Contact/Email: info@adhocvox.org
Website: www.adhocvox.org

 

How is the project operated?
We are artist-run and nonprofit.

How long has it been in existence?
We had our first event in July of 2007.

What was your motivation?
In 2007 we were a couple of years out of school and both beginning to teach, but we had questions that weren’t being answered by our involvement with the academy in either capacity and wanted to try and answer those questions outside of its restrictions.  It seemed the easiest way to do so was to organize conversations around a given topic and invite people to speak on that topic we thought would be interesting, so we began to organize panels at galleries.

Number of organizers/responsible persons of the project.
Colleen Asper and Jennifer Dudley.  We take on collaborators for many of our events and we have had consistent helpers over the years, but no other organizers.

How are programs funded?
We don’t pay our participants and have been extremely lucky to have so many amazing people gift their time to us over the years.  Since we don’t have a space our only overhead is renting chairs and audio equipment for events and the maintenance of our website.  We ask the spaces we work with to cover rental expenses and usually end up paying the rest out of pocket.
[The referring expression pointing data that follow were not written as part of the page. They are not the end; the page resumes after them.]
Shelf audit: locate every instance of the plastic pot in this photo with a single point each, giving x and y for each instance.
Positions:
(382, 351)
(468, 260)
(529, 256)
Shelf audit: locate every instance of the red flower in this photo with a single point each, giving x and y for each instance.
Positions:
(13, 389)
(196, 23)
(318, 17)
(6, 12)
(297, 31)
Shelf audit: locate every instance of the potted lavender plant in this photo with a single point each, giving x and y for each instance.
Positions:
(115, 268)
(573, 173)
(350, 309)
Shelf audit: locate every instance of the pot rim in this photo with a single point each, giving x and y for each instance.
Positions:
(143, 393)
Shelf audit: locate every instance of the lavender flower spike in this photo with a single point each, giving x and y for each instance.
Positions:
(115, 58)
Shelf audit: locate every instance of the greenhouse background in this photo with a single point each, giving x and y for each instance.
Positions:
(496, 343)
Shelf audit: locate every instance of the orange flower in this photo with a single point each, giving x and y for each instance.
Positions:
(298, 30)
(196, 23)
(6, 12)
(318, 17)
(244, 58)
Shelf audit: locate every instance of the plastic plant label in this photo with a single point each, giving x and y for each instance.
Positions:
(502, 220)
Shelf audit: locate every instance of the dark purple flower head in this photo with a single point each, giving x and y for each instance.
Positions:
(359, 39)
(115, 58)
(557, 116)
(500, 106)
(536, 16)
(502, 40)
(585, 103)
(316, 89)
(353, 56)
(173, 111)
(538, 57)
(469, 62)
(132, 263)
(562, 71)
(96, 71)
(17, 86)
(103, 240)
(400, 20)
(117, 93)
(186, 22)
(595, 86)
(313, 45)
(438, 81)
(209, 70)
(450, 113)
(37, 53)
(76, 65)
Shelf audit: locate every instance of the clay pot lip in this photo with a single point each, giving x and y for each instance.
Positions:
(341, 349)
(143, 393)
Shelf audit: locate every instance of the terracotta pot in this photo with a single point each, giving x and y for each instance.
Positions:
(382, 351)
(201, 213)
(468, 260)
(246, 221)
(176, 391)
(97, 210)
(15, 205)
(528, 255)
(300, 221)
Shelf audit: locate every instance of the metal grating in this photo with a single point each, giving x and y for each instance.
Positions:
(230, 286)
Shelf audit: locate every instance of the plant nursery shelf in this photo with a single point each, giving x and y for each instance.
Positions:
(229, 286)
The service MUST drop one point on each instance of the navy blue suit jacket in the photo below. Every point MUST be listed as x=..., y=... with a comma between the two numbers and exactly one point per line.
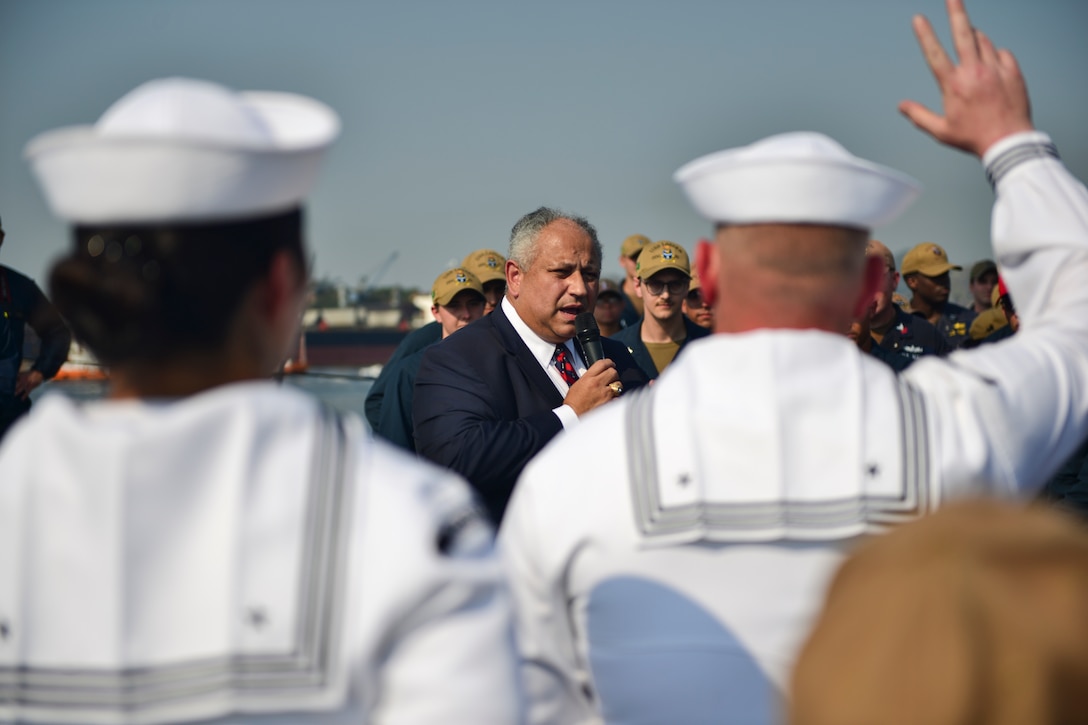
x=483, y=405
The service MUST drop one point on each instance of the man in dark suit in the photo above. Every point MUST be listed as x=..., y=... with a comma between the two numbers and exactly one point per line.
x=490, y=397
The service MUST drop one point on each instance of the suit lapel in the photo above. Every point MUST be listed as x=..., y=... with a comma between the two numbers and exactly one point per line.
x=514, y=345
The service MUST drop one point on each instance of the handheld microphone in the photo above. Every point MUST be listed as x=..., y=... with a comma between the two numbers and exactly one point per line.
x=588, y=335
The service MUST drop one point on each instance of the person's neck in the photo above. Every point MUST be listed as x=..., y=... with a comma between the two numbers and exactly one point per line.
x=664, y=331
x=884, y=319
x=929, y=310
x=632, y=294
x=609, y=330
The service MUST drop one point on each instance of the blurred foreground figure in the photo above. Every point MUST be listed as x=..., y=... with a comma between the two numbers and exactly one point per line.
x=207, y=544
x=678, y=584
x=22, y=304
x=976, y=614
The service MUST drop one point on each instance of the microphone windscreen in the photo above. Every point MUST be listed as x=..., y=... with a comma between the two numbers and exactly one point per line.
x=589, y=336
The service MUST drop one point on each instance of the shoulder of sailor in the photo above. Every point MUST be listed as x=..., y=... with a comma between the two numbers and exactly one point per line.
x=410, y=496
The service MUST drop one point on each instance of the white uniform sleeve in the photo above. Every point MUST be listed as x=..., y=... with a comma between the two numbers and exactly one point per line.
x=1005, y=416
x=447, y=624
x=555, y=685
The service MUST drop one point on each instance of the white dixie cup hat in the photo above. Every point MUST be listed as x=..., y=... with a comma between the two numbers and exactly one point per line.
x=799, y=177
x=185, y=150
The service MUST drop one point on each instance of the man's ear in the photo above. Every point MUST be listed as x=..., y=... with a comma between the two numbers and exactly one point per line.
x=870, y=284
x=514, y=278
x=706, y=267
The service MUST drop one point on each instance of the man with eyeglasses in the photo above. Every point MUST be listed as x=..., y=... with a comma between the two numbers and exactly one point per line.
x=891, y=328
x=926, y=272
x=664, y=277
Who is responsible for the programming?
Colleen Asper and Jennifer Dudley, additionally on several panels we have had guest moderators who have made decisions about panels and the one film screening we have done thus far had a guest curator.

Number and average duration of exhibitions/events per year.
This varies considerably, but 4 is average.

What kind of events are usually organized?
Most of the events we have done have been panel discussions, but we have also curated a show, an issue of an online publication, and organized performances, readings, and film screenings.

How is your programming determined?
Most events respond to the work currently installed in each space that hosts us, or some aspect of the space itself, with events that range from panel discussions to performance series and film screenings.  Rather than making the works present our direct subject, however, the dialogue we initiate centers around a topical or structural consideration of the work, privileging an expanded idea of what constitutes a conversation about art.  This is grounded in the conviction that art is an inherently interdisciplinary practice that benefits and is benefited by dialogue with other fields; consequently we place no restrictions on the range of subjects we address.  It also keeps us from serving as a promotional wing of the galleries we work with.  We have included not only artists, art historians, critics, curators, and other members of the art community in our events, but also anthropologists, architects, writers, economists, philosophers, and wide variety of thinkers and producers.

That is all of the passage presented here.